Let’s take value first.
Where does the value of personal data come from? Sounds like a silly question? Perhaps but too many people have got it wrong. Whether in businesses, policy making or privacy activism many people today believe that personal data is valuable because it is a commodity that can be rented and sold, mainly for the purposes of marketing and advertising.
In fact, this is just a small subset of the main uses of personal data which revolve around service providers in every sector (health, financial services, travel, retail and so on) using data to do admin, organise and orchestrate service delivery, match users to services, monitor and respond to changes as they happen, gain new insights and streamline decision-making. In other words, across the economy as a whole, the value of data comes from its utility: its ability to enrich services outcomes while removing friction, risk and cost.
To build trust around such data use we need to move beyond the barrier of ‘consent’. Mechanisms of consent simply impose an unwelcome, extra burden of work on individual's and are routinely gamed. And they shift the onus of responsibility of how the data is used on to them. Bona fide organisations genuinely wishing to use data to build trust and add customer value should adopt the principles and policies of Safe By Default. Individuals should just know that their data is safe, without having to read or agree to reams of terms, conditions and privacy notices. By safe, I mean: only the data needed to provide the service is collected and stored; it is not used for any other purposes and not shared with any other parties. All this should be easily provable and transparent.
The simple promises of Safe By Default (widely and honestly applied) are all that’s needed for trust to be rebuilt and for data’s real economic value to be unleashed by organisations. But left alone, it is not enough. Because it misses the other half of the data coin.
Right now, the potential utility of personal data is massively restricted, because only the large organisations that hold this data can use it. Individuals and households are effectively excluded. There are countless things that people do in their daily lives, such as managing pensions and money, organising provision of health and other services, or managing dealings with their suppliers - where they, too, would benefit from the utility value of their data. There are countless ways that personal data could be used to enhance, enrich and add convenience to peoples’ lives via services working for and using data for the individual.

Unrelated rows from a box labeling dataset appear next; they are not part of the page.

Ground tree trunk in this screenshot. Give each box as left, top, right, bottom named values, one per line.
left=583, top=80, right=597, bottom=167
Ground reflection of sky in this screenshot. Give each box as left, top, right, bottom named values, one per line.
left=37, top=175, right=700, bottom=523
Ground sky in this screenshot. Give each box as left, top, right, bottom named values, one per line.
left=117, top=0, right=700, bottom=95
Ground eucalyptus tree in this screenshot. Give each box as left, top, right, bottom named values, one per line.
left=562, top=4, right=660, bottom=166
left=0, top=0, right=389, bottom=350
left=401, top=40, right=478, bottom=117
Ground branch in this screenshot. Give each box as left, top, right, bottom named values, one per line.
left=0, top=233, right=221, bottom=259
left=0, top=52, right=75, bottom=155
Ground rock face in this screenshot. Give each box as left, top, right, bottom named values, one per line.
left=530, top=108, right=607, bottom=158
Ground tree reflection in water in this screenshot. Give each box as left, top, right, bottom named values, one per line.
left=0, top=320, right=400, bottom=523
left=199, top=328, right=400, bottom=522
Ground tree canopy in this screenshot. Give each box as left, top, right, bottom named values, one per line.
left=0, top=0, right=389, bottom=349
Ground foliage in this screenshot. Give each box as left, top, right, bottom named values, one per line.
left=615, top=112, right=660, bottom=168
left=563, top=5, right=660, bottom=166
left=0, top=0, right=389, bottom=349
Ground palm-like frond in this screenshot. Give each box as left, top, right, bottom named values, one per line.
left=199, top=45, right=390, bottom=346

But that’s not happening. The biggest scandal in data today is not what is happening but what is not happening: individuals not being able to realise the value of their own data for their own purposes.
This is a structural flaw at the heart of today’s data economy. Today’s structure is organisation-centric, with individuals’ data collected into large data silos by (mostly) large organisations. Each individual’s data is dispersed, out of their control, across multiple such silos.

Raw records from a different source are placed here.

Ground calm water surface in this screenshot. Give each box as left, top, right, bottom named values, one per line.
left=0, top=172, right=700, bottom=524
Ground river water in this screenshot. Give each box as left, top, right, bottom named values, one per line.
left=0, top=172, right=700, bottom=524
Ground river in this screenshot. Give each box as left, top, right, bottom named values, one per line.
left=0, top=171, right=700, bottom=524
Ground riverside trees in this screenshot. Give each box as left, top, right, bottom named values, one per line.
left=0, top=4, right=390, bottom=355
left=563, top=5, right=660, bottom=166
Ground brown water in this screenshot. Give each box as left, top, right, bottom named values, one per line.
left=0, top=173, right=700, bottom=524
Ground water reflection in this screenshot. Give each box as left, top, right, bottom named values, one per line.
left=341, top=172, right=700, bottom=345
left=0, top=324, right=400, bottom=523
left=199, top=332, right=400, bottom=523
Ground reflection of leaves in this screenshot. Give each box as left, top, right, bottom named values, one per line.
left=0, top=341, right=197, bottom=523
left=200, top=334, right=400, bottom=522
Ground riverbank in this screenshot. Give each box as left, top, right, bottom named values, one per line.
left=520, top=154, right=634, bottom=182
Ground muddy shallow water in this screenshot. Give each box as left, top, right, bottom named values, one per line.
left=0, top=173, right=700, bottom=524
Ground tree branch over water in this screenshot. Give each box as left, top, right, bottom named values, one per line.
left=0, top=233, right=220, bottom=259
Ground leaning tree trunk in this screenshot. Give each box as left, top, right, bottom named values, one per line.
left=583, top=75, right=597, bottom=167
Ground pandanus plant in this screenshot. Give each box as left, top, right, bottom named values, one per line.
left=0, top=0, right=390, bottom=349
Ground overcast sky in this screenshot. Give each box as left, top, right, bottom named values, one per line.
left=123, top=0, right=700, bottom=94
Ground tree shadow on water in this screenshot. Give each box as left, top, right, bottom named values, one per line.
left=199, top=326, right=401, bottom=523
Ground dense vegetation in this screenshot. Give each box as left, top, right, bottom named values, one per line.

This structure and architecture denies individuals the ability to easily collect, store and manage their own data under their own control. It denies them the ability to use their own data for their own purposes. It denies them value. It denies them agency.
For this structural and architectural flaw to be addressed every individual in the country (no, in the world) needs to be provided with their own personal data store where only they can see and manage their own data with automated services that help them manage their data in ways they can benefit from it.
Empowering individuals with their own data (alongside a Safe By Default approach to organisations using this data for service provision) would not only help re-balance what is currently an extremely unbalanced data ecosystem, it would do more to restore trust than anything else currently on the agenda - while helping unleash the full potential of data for citizens, society and the economy.